Рассказывал же Скудин про вполне материальные, из плоти и крови, но не вполне человеческие существа, покушавшиеся на Марину?..
…Но рукописи – прав был нелюбимый профессором классик! – действительно не горят. Звягинцев был бы последним идиотом, если бы отнёс Володе оригиналы, не запасшись копиями. Отличными копиями, снятыми при помощи сканера и загнанными в бездонную память компьютера…
Это был очень длинный день. И очень тяжёлый. Никогда ещё подземный состав не полз так медленно по туннелю от «Электросилы» к «Парку Победы». Но вот наконец со вздохом растворились створки вагонных дверей, Лев Поликарпович поднялся по эскалатору – и обнаружил, что поездка к Володе заняла, оказывается, большую часть дня, и на поверхности уже не утро, смахивающее на вечер, а самые натуральные вечерние сумерки.
Словно в тумане, борясь с навалившейся усталостью, Звягинцев добрался до дома и, нетерпеливо отстранив радостно скакавшего Кнопика, направился прямиком в кабинет.
– Good evening,154 – сказал ему компьютер. Лев Поликарпович не признавал русифицированных программ, полагая, что с компьютером надо общаться на его родном языке.

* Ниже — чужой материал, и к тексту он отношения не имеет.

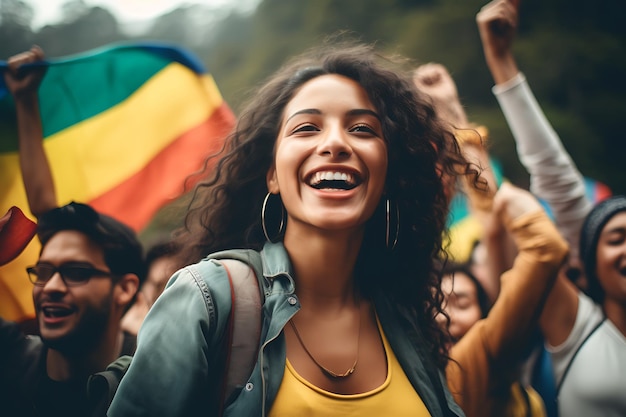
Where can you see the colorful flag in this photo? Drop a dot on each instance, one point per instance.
(124, 127)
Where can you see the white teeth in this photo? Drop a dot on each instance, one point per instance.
(330, 176)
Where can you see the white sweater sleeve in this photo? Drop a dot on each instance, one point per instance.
(554, 177)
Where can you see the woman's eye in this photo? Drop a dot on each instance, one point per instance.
(363, 128)
(305, 128)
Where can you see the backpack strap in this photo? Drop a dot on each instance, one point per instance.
(243, 333)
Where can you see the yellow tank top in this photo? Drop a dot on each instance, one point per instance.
(395, 397)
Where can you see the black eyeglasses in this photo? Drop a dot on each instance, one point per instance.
(72, 275)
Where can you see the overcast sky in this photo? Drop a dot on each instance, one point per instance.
(49, 11)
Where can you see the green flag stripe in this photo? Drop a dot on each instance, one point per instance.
(75, 90)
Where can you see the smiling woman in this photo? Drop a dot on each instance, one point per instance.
(345, 158)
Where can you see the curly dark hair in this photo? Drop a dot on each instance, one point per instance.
(225, 210)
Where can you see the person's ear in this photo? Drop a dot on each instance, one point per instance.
(125, 289)
(272, 180)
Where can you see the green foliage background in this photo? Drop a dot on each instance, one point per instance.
(572, 52)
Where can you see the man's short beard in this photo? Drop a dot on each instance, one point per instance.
(88, 333)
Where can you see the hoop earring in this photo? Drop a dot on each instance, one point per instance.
(263, 218)
(391, 244)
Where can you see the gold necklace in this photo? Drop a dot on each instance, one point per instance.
(326, 371)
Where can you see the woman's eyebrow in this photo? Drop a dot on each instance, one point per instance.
(359, 112)
(303, 111)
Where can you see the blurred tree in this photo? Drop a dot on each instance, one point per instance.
(572, 52)
(16, 17)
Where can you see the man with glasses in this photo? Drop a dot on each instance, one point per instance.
(87, 275)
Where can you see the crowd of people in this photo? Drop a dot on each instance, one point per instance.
(334, 188)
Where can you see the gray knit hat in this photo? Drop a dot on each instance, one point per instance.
(589, 235)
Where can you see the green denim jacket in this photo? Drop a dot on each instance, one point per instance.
(176, 368)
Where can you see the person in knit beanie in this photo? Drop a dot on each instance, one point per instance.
(590, 233)
(585, 332)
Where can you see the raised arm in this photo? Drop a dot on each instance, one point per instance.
(553, 175)
(541, 252)
(23, 83)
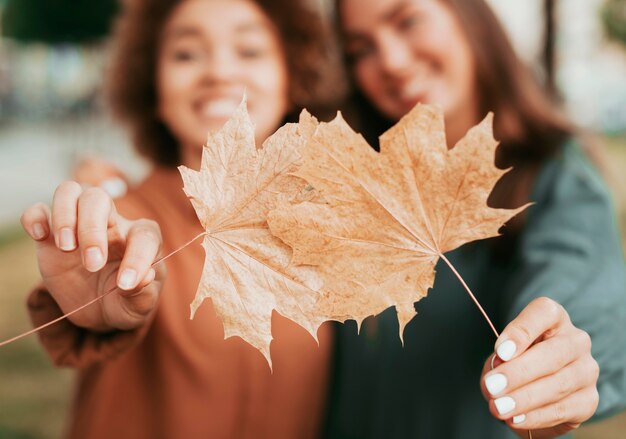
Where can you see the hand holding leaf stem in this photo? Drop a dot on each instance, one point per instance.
(85, 248)
(544, 377)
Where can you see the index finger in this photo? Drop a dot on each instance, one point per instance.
(542, 318)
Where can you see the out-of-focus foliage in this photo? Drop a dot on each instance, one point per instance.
(614, 18)
(58, 21)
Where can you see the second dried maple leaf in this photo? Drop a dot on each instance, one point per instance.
(390, 215)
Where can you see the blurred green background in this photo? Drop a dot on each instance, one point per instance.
(52, 61)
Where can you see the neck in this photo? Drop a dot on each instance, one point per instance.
(191, 157)
(457, 125)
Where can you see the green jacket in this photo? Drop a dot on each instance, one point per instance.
(570, 250)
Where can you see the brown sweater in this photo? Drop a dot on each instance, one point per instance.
(179, 378)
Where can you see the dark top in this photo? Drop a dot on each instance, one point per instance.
(570, 251)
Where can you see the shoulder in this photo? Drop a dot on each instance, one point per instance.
(142, 199)
(570, 177)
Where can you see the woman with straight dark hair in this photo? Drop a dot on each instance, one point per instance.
(555, 281)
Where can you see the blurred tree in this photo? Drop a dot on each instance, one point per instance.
(57, 21)
(614, 18)
(548, 52)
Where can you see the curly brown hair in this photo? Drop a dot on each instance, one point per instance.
(314, 79)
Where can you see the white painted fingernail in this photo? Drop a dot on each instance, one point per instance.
(128, 279)
(495, 383)
(519, 419)
(115, 187)
(504, 404)
(94, 259)
(506, 350)
(67, 241)
(38, 231)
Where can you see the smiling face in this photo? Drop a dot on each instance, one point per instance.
(211, 52)
(409, 51)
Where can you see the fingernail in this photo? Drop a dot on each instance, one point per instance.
(506, 350)
(128, 279)
(495, 383)
(115, 187)
(38, 231)
(519, 419)
(67, 241)
(504, 404)
(94, 259)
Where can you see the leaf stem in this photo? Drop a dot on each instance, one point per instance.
(493, 328)
(92, 301)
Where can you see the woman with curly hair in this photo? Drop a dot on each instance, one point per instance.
(144, 369)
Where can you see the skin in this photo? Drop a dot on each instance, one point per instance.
(211, 51)
(405, 52)
(409, 51)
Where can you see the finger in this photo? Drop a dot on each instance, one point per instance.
(64, 215)
(541, 360)
(490, 364)
(35, 221)
(95, 214)
(572, 410)
(542, 317)
(142, 247)
(547, 390)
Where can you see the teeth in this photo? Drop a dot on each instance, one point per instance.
(412, 89)
(219, 108)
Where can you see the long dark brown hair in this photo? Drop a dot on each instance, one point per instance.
(131, 87)
(528, 125)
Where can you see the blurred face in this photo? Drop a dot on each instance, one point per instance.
(409, 51)
(211, 52)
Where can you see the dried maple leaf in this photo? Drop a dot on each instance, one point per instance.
(390, 215)
(246, 271)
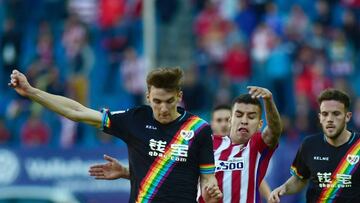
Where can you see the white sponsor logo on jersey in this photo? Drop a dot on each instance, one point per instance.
(230, 165)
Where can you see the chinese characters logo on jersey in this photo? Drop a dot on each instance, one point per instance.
(230, 165)
(352, 159)
(178, 152)
(341, 180)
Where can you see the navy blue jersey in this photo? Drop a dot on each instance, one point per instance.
(165, 160)
(333, 172)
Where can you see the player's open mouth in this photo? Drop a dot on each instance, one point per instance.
(243, 130)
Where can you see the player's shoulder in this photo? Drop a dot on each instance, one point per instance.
(313, 139)
(189, 115)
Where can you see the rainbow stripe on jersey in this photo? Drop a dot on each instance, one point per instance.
(344, 167)
(162, 166)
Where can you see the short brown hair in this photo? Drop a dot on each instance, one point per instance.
(334, 94)
(247, 99)
(167, 78)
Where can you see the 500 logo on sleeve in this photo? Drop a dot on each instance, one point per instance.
(230, 165)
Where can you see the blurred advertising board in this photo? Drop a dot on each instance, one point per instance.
(63, 168)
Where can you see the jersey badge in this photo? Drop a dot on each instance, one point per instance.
(187, 134)
(352, 159)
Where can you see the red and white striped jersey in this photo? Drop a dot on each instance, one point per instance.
(241, 168)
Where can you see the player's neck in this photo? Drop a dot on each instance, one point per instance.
(341, 139)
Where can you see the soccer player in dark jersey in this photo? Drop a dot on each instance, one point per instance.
(329, 162)
(169, 148)
(242, 157)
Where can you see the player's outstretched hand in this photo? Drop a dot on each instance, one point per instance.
(19, 82)
(212, 194)
(110, 170)
(276, 194)
(259, 92)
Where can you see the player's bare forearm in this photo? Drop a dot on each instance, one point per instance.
(59, 104)
(264, 189)
(209, 188)
(66, 107)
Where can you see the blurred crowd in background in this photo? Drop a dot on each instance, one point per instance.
(92, 51)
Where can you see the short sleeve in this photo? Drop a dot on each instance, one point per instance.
(258, 143)
(299, 167)
(206, 161)
(116, 123)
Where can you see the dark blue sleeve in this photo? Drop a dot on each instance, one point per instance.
(117, 123)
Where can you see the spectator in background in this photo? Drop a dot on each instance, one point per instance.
(34, 132)
(195, 98)
(237, 65)
(133, 71)
(80, 58)
(341, 54)
(350, 26)
(10, 43)
(4, 133)
(86, 10)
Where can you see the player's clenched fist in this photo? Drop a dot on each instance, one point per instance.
(19, 82)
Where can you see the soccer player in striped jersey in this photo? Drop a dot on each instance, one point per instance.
(169, 148)
(327, 162)
(220, 117)
(242, 157)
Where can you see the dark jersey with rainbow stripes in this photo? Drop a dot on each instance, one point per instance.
(165, 160)
(333, 172)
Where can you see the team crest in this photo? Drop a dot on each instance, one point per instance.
(187, 134)
(352, 159)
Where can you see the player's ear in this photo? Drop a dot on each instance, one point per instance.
(348, 116)
(179, 95)
(261, 123)
(148, 96)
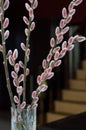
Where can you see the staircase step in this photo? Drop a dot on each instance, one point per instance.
(81, 74)
(77, 84)
(84, 64)
(51, 116)
(69, 107)
(76, 96)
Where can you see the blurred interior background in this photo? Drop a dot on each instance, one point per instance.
(47, 17)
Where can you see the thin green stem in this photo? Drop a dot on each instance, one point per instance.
(5, 59)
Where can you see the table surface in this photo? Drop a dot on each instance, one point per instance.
(75, 122)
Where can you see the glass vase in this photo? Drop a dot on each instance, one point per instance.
(23, 120)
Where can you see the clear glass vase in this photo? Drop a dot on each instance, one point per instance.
(23, 120)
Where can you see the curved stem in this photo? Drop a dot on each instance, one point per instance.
(5, 59)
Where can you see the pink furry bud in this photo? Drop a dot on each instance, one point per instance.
(63, 52)
(62, 23)
(19, 118)
(56, 49)
(27, 52)
(21, 78)
(50, 75)
(1, 10)
(52, 64)
(64, 44)
(27, 71)
(71, 6)
(34, 94)
(25, 19)
(49, 57)
(56, 56)
(79, 38)
(26, 31)
(31, 1)
(15, 82)
(60, 37)
(16, 99)
(39, 79)
(21, 64)
(52, 42)
(43, 88)
(6, 34)
(70, 47)
(5, 23)
(44, 63)
(9, 53)
(23, 46)
(15, 54)
(27, 6)
(72, 12)
(57, 63)
(77, 2)
(65, 30)
(16, 67)
(70, 40)
(1, 48)
(19, 90)
(11, 60)
(31, 12)
(57, 31)
(64, 12)
(14, 75)
(6, 4)
(35, 4)
(68, 19)
(32, 26)
(22, 106)
(34, 105)
(43, 76)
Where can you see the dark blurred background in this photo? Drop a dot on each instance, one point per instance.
(47, 17)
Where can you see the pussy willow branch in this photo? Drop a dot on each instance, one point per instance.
(25, 58)
(4, 57)
(56, 52)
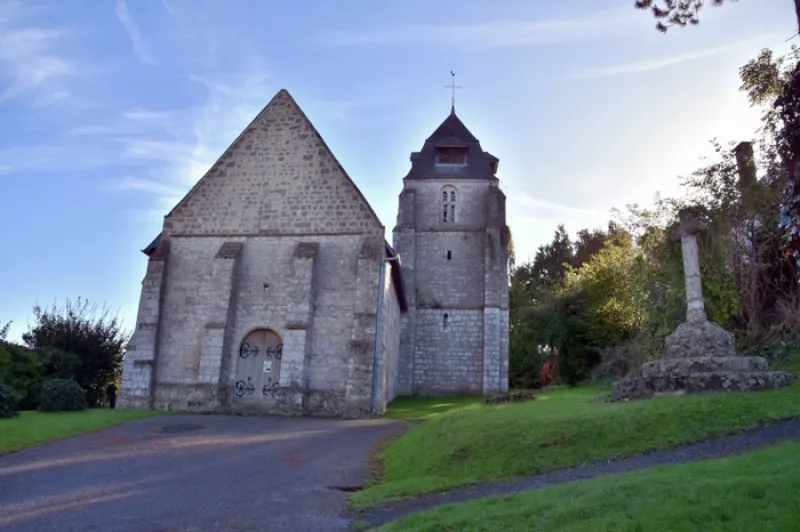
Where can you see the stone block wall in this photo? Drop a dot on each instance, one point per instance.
(448, 359)
(328, 355)
(389, 343)
(275, 236)
(459, 269)
(140, 356)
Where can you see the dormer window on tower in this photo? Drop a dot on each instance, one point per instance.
(451, 156)
(449, 204)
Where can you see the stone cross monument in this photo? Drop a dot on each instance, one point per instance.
(686, 233)
(700, 356)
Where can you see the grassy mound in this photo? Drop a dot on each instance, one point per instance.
(560, 429)
(757, 491)
(34, 428)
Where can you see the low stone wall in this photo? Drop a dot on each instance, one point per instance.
(510, 398)
(677, 383)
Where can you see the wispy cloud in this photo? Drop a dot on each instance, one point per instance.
(487, 34)
(175, 148)
(140, 47)
(30, 60)
(658, 64)
(538, 207)
(168, 8)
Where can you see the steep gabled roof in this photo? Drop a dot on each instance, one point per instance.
(452, 133)
(283, 97)
(282, 94)
(452, 128)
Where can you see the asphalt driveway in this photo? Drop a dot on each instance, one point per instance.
(191, 473)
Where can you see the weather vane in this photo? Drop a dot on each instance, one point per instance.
(453, 88)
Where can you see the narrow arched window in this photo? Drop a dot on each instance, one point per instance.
(449, 204)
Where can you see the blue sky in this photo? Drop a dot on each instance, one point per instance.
(112, 109)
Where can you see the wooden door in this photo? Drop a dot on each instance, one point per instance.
(258, 368)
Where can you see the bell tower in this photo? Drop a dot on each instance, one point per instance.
(452, 238)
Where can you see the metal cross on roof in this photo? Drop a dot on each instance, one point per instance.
(453, 87)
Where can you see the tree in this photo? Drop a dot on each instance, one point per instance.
(97, 340)
(681, 13)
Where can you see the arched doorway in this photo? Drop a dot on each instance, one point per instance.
(258, 368)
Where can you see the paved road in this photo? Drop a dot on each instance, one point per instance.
(191, 473)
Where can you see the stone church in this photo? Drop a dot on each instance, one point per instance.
(271, 288)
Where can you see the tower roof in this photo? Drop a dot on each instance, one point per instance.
(452, 127)
(453, 139)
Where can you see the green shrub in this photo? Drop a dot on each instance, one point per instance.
(23, 369)
(62, 395)
(8, 401)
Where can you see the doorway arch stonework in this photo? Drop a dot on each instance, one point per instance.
(258, 367)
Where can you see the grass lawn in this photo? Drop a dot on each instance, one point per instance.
(33, 427)
(756, 491)
(559, 429)
(421, 408)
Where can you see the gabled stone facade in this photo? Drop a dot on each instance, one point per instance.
(452, 235)
(270, 288)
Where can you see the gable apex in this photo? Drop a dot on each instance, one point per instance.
(281, 99)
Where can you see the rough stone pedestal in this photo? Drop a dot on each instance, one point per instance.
(700, 357)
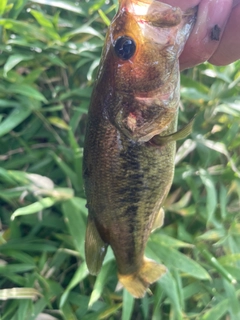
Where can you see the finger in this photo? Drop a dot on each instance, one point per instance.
(200, 46)
(229, 47)
(184, 4)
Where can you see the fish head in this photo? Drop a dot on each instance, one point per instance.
(140, 66)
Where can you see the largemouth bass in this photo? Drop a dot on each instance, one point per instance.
(131, 137)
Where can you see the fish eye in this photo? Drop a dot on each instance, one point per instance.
(125, 47)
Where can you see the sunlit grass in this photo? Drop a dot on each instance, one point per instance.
(49, 55)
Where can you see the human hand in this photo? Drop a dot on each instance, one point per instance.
(200, 47)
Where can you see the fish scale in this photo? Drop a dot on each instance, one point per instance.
(130, 140)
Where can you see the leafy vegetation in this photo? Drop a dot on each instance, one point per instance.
(49, 54)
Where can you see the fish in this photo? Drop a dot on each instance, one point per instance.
(130, 141)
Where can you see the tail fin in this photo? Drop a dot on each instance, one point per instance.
(138, 283)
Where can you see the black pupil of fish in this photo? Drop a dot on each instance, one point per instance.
(125, 47)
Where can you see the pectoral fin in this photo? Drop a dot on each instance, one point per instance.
(95, 248)
(178, 135)
(158, 220)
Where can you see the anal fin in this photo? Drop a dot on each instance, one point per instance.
(137, 283)
(95, 248)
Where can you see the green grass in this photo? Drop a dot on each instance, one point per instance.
(49, 55)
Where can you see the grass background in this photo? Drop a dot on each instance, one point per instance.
(49, 52)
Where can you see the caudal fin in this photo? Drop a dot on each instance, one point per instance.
(138, 283)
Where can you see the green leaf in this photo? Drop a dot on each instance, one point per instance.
(19, 293)
(79, 275)
(26, 90)
(13, 60)
(174, 259)
(128, 304)
(66, 5)
(168, 285)
(17, 116)
(75, 214)
(100, 283)
(217, 312)
(34, 207)
(3, 4)
(211, 194)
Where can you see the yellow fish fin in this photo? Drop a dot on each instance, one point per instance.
(137, 283)
(95, 248)
(159, 219)
(178, 135)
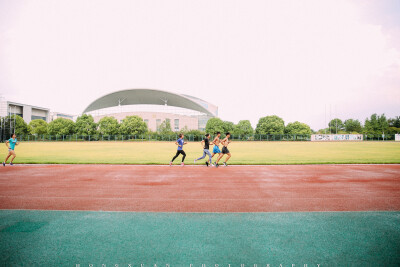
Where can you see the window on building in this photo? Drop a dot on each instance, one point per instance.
(158, 123)
(176, 124)
(38, 118)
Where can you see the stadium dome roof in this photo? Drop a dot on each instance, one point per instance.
(149, 97)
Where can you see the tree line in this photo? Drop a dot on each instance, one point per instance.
(134, 125)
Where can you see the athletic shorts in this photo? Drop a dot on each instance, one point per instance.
(225, 150)
(216, 150)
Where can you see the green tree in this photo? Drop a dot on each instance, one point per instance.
(61, 126)
(243, 128)
(228, 126)
(352, 126)
(85, 125)
(195, 132)
(108, 126)
(376, 125)
(133, 125)
(215, 125)
(38, 126)
(395, 122)
(298, 128)
(270, 125)
(17, 124)
(335, 126)
(165, 128)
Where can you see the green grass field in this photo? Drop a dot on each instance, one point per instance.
(242, 152)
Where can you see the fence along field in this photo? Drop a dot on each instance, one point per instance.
(189, 137)
(243, 152)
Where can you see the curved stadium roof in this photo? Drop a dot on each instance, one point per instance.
(149, 97)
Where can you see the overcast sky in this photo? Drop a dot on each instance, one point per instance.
(250, 58)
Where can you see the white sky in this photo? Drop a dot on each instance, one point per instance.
(250, 58)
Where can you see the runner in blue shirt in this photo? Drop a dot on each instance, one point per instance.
(10, 143)
(180, 142)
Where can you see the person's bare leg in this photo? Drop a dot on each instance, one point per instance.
(9, 154)
(13, 157)
(228, 157)
(219, 157)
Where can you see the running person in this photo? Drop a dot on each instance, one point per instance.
(180, 142)
(10, 143)
(206, 146)
(216, 142)
(225, 150)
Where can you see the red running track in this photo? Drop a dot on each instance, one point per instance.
(201, 189)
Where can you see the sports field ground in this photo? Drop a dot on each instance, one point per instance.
(146, 216)
(258, 153)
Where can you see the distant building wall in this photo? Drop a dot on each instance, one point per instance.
(153, 120)
(27, 112)
(56, 115)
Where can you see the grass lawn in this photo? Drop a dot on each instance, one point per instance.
(117, 152)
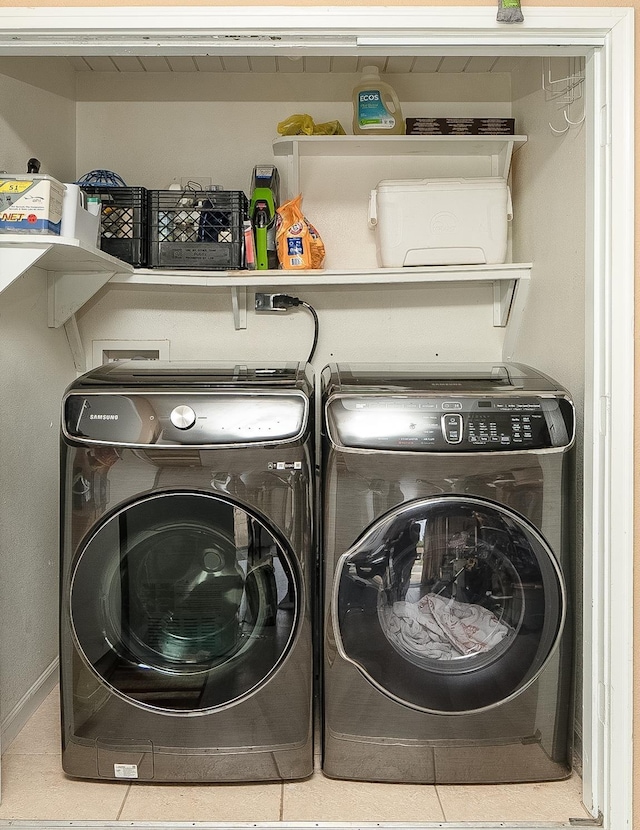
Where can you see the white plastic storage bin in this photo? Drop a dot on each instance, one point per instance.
(440, 221)
(80, 219)
(30, 203)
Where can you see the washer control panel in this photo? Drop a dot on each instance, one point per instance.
(450, 424)
(184, 418)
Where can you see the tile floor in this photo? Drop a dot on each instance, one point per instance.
(34, 756)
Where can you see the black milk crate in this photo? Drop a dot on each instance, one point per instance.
(123, 222)
(197, 229)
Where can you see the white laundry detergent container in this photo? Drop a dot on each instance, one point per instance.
(440, 221)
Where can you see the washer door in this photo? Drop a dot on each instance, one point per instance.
(184, 602)
(449, 604)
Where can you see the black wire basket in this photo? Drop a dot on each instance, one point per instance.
(197, 229)
(123, 222)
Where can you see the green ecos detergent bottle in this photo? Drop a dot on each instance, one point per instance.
(376, 109)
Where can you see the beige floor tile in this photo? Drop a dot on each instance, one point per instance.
(551, 801)
(203, 802)
(324, 799)
(41, 733)
(34, 787)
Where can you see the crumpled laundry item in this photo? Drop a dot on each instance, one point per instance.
(442, 628)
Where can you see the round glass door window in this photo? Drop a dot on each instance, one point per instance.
(184, 602)
(449, 604)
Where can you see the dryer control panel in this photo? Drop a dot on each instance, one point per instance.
(450, 424)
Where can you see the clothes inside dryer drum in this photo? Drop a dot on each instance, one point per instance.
(183, 602)
(449, 604)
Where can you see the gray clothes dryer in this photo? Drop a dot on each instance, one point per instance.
(187, 562)
(447, 539)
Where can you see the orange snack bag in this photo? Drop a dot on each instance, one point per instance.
(297, 241)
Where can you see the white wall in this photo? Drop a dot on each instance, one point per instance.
(37, 102)
(35, 367)
(549, 189)
(37, 107)
(152, 127)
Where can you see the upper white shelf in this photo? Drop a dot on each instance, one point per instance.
(498, 147)
(281, 278)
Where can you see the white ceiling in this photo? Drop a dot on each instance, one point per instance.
(283, 64)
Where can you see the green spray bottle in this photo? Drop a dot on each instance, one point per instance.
(265, 196)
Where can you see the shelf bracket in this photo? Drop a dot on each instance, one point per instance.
(503, 291)
(515, 316)
(75, 344)
(239, 305)
(70, 291)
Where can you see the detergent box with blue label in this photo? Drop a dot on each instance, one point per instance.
(30, 203)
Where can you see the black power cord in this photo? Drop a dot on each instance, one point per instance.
(286, 301)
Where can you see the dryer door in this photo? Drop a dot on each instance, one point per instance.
(449, 604)
(184, 602)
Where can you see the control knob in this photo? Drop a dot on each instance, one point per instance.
(183, 417)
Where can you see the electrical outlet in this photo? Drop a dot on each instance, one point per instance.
(264, 302)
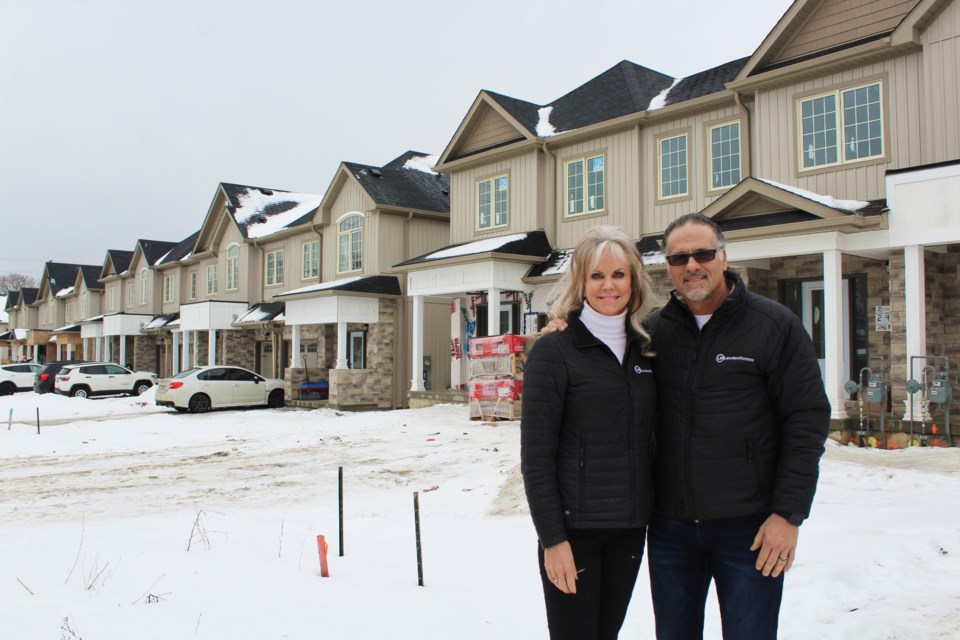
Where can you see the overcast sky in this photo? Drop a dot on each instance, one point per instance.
(118, 118)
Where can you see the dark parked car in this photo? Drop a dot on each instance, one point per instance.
(48, 375)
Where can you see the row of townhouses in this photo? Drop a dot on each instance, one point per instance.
(830, 157)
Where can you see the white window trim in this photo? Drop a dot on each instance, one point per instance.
(586, 187)
(306, 270)
(233, 269)
(660, 141)
(709, 144)
(277, 278)
(838, 93)
(350, 267)
(168, 285)
(493, 203)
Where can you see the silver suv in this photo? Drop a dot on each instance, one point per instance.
(101, 379)
(17, 377)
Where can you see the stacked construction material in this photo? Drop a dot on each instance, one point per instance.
(496, 377)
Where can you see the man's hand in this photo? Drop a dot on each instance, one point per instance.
(777, 542)
(555, 325)
(560, 568)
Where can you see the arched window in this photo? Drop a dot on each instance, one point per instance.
(233, 267)
(143, 286)
(350, 243)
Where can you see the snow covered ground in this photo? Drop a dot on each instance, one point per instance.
(120, 521)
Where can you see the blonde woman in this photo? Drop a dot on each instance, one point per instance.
(586, 438)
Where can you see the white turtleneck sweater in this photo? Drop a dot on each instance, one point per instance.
(611, 330)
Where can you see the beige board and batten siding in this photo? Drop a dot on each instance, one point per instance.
(621, 186)
(522, 197)
(489, 128)
(776, 145)
(351, 199)
(941, 83)
(837, 22)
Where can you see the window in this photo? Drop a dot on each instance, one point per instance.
(673, 166)
(274, 268)
(848, 118)
(493, 202)
(168, 288)
(211, 280)
(588, 170)
(311, 260)
(143, 286)
(724, 155)
(350, 243)
(233, 268)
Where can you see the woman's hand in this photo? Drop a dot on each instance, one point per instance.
(560, 568)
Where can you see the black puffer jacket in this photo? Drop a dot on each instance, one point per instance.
(585, 435)
(743, 413)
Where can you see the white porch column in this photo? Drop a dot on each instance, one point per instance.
(833, 375)
(915, 299)
(175, 365)
(212, 348)
(416, 383)
(341, 345)
(493, 312)
(295, 347)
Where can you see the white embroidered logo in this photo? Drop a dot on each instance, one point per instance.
(723, 358)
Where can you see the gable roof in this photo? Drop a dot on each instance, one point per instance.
(181, 250)
(405, 182)
(260, 211)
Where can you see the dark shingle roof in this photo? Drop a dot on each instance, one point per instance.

– Привет, привет, – рассеянно отозвался профессор. Щёлкнул мышью, открывая файл с отсканированными копиями отцовских тетрадей – надо же, действительно, воочию убедиться… И вдруг, коротко ахнув, Лев Поликарпович в изумлении уставился на экран, а потом закричал в голос: – Чёрт! Чёрт! Чёрт!..
И правда, никто иной, кроме Нечистого, не мог быть «автором» того, что случилось. Строчки с мерзким звуком начали осыпаться вниз по экрану. Казалось, внутри машины кто-то планомерно грохает об пол обеденный сервиз на полсотни персон…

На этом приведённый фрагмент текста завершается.